Guido tiene cuatro días de encierro. Ya decidió el tema de su primera poesía: “Es sobre la experiencia más dura de mi vida. Ayer fue la primera visita de mamá".
Para “Dumbo", en cambio, la cárcel no es una experiencia nueva. Viene entrando y saliendo del reformatorio desde los 8 años. Ahí aprendió a meterse dentro de sí mismo como una tortuga. “El principal problema es la bulla, que me saca de mí mismo". Por eso pinta murales en las paredes, paisajes donde huye cuando se siente oprimido. Palmeras, mar, una isla, pájaros que vuelan a lo lejos…

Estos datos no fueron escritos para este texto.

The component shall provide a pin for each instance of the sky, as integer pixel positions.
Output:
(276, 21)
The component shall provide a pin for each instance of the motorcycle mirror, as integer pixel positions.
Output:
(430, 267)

¿Sobre qué temas escriben? “Amor, libertad, justicia", resume uno. Casi todos los internos dicen que el día que salgan, se tomarán el primer bus para la playa.
"Las compañeras me piden que les escriba algo bonito para el novio"
Magaly vino de Pereira, Colombia. Prácticamente lo único que conoce de Costa Rica es el penal El Buen Pastor. Dice que escribe poemas cuando las compañeras le piden que les escriba algo bonito para el novio. “¿Para mí? Sólo cuando estoy contenta. Entonces escribo sobre el amor. Trato de estar bien, pero no siempre me sale. Igual, yo soy romántica, me salen corazones por los ojos".
Su compatriota M.O. también busca lo positivo. “Escribo sobre lo bueno que pasó en el día. Lo malo lo evito". ¿Qué es lo malo?, pregunto. Magaly piensa un rato. “La gente que no ha vivido una experiencia como ésta no puede saber lo que se siente y se vive aquí. Pero no escribo para ellos, escribo para mi conciencia".
"Acá el 90 por ciento somos madres. Tenemos razones para seguir adelante; nuestros hijos nos esperan", dice María Eugenia, una mujer grande y sólida. “Yo tengo tres hijos, y ante ellos asumí el rol de padre y madre. Nosotras cometimos un grave error, pero ellos sufren también. Escribí mi poema cuando mi hijita cumplió tres años. Ahí expresé cosas que tenía muy profundas. Pero no se vaya, le voy a traer algo".
Sale un momento y vuelve con unas fotos. Hay una niña con vestidito de domingo que le sonríe a la madre que no despega los ojos de la fotografía. “Yo les pido a mis hijos que me perdonen tanta ausencia…" No puede seguir. Se escapa entre sollozos antes que termine de desvanecerse su solidez de madraza.
Ya cae la noche sobre Desamparados cuando cruzo el portón de El Buen Pastor. A la salida, el guarda, muy atento, me devuelve el documento y revisa minuciosamente los asientos y la cajuela del auto. En el bolso, sólo encuentra papeles. “Pase adelante", invita, cortés.
Aprovechando la oportunidad, se escapan todos los poemas.